The Open Source Behind Blockchain
With the rise of cryptocurrencies, blockchain has become a popular point of discussion. But one of the less-discussed components of blockchain is how open source is used in building blockchain patterns, and the importance of blockchain patterns in digital transformation.
In this blog, we look at some of the common open source components found in blockchain patterns, why open source methodology is critical to blockchain as a concept, and discuss why blockchain concepts will be used in ongoing digital transformation efforts.
- What Is a Blockchain?
- Distributed Database
- Distributed Ledger
- Cryptographically-enabled Distribution Chain Ledger
- The Importance of Digital Scarcity
- Why Blockchains Must Be Open
- Selected Blockchain Examples
- Distributed Ledger Consensus
- Prominent Consensus Algorithms
- Final Thoughts
- Additional Resources
What Is a Blockchain
A blockchain is a highly specialized kind of database that provides a zero-trust integrity model for validating distributed transactions.
To understand every part of this definition, let’s unpack each portion of a blockchain, all of which is open source.

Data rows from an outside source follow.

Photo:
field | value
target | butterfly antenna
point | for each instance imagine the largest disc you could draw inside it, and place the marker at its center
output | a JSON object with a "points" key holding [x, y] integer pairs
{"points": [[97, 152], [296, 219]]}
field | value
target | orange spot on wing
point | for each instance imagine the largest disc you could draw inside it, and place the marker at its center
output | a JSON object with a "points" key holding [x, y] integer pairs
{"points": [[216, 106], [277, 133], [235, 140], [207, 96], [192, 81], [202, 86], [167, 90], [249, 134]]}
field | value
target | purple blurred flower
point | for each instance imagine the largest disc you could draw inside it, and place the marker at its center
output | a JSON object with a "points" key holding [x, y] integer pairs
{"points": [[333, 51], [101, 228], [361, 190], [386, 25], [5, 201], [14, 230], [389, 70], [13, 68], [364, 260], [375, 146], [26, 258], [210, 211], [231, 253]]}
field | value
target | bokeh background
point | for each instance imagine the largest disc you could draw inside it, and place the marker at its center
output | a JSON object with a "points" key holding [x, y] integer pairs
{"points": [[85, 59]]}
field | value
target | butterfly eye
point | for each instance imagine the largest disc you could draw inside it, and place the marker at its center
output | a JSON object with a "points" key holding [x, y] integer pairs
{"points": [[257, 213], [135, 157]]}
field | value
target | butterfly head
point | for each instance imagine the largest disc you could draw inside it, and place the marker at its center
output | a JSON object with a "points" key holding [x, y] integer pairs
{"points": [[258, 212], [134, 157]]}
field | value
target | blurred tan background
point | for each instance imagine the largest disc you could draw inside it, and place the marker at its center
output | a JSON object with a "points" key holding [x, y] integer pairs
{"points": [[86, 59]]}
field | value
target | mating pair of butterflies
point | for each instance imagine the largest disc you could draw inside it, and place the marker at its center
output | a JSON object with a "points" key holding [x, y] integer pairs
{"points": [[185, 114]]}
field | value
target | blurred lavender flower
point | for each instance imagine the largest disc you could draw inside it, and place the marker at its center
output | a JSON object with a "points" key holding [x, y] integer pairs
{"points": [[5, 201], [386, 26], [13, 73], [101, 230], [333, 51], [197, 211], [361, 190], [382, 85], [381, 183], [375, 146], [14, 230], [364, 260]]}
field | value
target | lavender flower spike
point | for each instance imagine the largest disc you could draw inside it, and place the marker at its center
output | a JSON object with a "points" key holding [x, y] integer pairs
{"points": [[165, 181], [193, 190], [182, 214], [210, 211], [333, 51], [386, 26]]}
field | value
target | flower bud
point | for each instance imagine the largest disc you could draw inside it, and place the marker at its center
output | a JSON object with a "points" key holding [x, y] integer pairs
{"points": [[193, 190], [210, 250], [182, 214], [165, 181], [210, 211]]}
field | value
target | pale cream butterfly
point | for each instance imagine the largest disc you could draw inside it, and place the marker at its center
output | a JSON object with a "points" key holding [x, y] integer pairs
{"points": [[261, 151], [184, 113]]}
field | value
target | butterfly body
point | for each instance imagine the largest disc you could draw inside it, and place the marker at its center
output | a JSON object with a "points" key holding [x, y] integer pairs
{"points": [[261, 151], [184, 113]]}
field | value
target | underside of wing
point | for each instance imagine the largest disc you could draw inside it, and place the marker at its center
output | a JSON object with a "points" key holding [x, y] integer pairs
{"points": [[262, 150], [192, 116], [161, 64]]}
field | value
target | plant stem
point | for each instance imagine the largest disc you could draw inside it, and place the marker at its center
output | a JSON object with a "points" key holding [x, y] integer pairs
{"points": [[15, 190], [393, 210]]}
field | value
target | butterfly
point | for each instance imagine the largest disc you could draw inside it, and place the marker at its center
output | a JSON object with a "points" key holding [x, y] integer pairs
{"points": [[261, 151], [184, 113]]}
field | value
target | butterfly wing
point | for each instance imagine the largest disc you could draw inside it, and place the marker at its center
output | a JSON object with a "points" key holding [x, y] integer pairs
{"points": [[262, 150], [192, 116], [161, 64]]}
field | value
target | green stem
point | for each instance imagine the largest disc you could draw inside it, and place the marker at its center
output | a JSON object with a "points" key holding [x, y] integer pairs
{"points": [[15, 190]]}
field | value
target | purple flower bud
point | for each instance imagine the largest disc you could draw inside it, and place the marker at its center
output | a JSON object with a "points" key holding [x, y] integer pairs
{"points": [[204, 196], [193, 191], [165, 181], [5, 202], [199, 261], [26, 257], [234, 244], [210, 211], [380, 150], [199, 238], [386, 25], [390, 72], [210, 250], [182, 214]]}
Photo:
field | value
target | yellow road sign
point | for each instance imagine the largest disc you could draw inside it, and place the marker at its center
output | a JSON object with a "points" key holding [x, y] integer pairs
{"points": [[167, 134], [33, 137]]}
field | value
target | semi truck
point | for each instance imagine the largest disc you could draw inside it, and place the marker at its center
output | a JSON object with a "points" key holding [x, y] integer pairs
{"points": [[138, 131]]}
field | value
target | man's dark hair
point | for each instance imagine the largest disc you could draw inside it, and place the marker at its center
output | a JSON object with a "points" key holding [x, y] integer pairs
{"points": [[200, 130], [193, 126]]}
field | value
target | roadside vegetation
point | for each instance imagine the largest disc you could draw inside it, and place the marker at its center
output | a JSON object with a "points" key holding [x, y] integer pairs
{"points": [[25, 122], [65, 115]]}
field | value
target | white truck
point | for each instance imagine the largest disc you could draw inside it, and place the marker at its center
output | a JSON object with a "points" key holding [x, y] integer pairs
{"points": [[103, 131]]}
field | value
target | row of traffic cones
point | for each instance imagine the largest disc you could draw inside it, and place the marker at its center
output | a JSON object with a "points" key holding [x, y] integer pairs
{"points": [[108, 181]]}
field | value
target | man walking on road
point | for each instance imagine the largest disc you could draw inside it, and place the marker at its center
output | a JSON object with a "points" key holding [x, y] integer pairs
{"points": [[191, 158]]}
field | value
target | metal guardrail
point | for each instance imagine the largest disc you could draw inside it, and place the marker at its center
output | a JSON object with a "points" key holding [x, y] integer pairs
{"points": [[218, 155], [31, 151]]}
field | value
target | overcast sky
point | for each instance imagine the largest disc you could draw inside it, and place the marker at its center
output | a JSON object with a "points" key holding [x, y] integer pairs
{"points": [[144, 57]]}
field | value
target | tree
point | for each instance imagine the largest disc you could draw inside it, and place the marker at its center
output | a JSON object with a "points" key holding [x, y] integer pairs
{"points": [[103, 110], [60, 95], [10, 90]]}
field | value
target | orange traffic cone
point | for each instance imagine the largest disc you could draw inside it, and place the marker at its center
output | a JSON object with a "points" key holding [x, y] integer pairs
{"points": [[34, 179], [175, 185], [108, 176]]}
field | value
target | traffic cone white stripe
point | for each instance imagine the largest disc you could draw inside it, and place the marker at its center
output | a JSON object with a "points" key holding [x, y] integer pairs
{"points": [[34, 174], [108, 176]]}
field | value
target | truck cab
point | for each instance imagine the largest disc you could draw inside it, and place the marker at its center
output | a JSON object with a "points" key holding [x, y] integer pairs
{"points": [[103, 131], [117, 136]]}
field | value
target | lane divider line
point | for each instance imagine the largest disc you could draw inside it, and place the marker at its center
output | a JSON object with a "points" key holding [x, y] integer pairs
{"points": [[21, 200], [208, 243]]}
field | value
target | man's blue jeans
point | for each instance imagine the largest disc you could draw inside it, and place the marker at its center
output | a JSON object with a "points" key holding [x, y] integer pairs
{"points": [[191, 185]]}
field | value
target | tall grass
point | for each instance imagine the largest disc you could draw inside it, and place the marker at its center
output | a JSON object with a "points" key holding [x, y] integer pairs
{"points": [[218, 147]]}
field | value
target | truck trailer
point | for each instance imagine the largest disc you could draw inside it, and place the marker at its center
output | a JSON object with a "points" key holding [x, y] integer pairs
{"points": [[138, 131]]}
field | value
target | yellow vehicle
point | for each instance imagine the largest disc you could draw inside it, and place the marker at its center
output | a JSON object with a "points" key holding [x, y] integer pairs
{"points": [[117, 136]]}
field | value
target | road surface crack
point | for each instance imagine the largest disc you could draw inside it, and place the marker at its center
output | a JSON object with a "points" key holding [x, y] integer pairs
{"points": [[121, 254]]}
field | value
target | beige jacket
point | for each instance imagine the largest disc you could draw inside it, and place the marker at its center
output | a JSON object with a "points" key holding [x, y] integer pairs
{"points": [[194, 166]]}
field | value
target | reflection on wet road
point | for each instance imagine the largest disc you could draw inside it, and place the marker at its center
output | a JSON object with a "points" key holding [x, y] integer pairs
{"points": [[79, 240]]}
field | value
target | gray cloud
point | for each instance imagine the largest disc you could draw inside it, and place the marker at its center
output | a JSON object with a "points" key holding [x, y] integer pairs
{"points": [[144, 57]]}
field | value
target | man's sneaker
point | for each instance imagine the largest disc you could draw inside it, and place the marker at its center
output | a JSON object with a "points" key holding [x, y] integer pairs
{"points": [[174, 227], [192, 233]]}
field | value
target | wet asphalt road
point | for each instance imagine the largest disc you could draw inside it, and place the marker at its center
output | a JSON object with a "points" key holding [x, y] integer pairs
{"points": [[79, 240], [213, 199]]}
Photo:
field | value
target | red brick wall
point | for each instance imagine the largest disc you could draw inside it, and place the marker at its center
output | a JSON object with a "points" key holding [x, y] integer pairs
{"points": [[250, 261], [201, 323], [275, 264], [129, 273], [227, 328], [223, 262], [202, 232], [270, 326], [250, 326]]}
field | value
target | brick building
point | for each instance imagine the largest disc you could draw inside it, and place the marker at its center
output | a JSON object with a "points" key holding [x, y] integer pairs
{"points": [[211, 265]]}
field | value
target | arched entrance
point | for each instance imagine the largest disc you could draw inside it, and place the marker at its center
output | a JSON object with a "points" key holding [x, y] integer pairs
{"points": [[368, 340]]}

A blockchain is built upon a distributed database. Distributed databases differ from regular databases in that parts or all of the data live dispersed across various locales, and algorithms are put in place to keep that data synchronized and accessible by all clients.
This would differ from a centralized database, or even a centralized cluster of databases, because in a distributed database, clients interact with their own local copies of the database instead of with the centralized cluster.
In a distributed model, there is no centralized cluster, the cluster is formed by every participant’s local node. Changes are written to local nodes, and those transactions are broadcast out to other participants in the distributed database.
Consensus algorithms, described further along in this blog, are used to ensure that every participant in the distributed database agrees that the transactions are valid based on multiple nodes accepting the transaction.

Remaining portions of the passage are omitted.